Boeing Says Workers Falsified 787 Inspection Records

FAA is investigating the incident
By Newser Editors and Wire Services
Posted May 7, 2024 1:00 AM CDT
Boeing Says Workers Falsified 787 Inspection Records
A Boeing ecoDemonstrator Explorer, a 787-10 Dreamliner, sits on the tarmac at their campus in North Charleston, S.C., May 30, 2023.   (Gavin McIntyre/The Post And Courier via AP, Pool, File)

The Federal Aviation Administration said Monday it has opened an investigation into Boeing after the beleaguered company reported that workers at a South Carolina plant falsified inspection records on certain 787 planes. Boeing said its engineers have determined that misconduct did not create "an immediate safety of flight issue." In an email to Boeing's South Carolina employees on April 29, Scott Stocker, who leads the 787 program, said a worker observed an "irregularity" in a required test of the wing-to-body join and reported it to his manager. "After receiving the report, we quickly reviewed the matter and learned that several people had been violating Company policies by not performing a required test, but recording the work as having been completed," Stocker wrote. Boeing notified the FAA and is taking "swift and serious corrective action with multiple teammates," Stocker said, per the AP.

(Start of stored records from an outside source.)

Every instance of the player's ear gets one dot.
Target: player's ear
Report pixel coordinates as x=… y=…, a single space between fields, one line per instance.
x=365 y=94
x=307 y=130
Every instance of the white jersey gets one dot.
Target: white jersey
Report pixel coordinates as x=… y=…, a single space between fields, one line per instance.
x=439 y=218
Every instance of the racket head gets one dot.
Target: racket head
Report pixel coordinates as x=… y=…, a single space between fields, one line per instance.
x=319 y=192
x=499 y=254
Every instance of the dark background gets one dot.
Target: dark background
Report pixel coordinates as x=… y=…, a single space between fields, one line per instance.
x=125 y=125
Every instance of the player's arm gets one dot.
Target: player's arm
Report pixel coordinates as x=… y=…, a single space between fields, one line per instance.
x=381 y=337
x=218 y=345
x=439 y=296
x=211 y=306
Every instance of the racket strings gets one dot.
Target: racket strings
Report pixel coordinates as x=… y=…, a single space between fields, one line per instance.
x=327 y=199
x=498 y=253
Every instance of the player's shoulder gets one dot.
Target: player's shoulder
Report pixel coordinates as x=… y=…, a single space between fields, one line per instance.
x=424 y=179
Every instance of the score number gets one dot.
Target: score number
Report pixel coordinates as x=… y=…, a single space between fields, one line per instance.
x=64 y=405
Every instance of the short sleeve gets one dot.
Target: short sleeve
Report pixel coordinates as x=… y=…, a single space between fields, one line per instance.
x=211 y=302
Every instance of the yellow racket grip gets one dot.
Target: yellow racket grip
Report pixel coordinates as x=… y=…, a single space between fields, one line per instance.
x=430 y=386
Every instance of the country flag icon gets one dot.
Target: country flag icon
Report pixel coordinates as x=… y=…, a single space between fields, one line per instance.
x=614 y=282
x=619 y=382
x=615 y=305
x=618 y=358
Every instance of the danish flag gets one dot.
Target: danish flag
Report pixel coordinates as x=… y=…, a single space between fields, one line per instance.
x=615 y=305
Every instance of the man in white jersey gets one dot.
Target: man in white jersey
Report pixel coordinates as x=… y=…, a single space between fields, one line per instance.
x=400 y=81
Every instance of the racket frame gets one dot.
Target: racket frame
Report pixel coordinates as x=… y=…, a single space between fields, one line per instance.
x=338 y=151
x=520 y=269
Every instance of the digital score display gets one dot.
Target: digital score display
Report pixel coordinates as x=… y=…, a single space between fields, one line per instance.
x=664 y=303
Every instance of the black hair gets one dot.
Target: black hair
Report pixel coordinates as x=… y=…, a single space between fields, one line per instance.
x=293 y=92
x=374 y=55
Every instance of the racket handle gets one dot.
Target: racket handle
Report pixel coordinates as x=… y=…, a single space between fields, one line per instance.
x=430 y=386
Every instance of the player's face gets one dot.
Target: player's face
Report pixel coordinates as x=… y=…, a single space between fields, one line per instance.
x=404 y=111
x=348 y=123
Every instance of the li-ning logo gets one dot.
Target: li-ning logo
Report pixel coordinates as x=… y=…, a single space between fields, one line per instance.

No planes have been taken out of service, but having to perform the test out of order on planes will slow the delivery of jets still being built at the final assembly plant in North Charleston, South Carolina. Boeing must also create a plan to address planes that are already flying, the FAA said. The 787 is a two-aisle plane that debuted in 2011 and is used mostly for long international flights. "The company voluntarily informed us in April that it may not have completed required inspections to confirm adequate bonding and grounding where the wings join the fuselage on certain 787 Dreamliner airplanes," the agency said in a written statement. "The FAA is investigating whether Boeing completed the inspections and whether company employees may have falsified aircraft records." (Boeing just called off its first astronaut launch two hours before the planned liftoff Monday night.)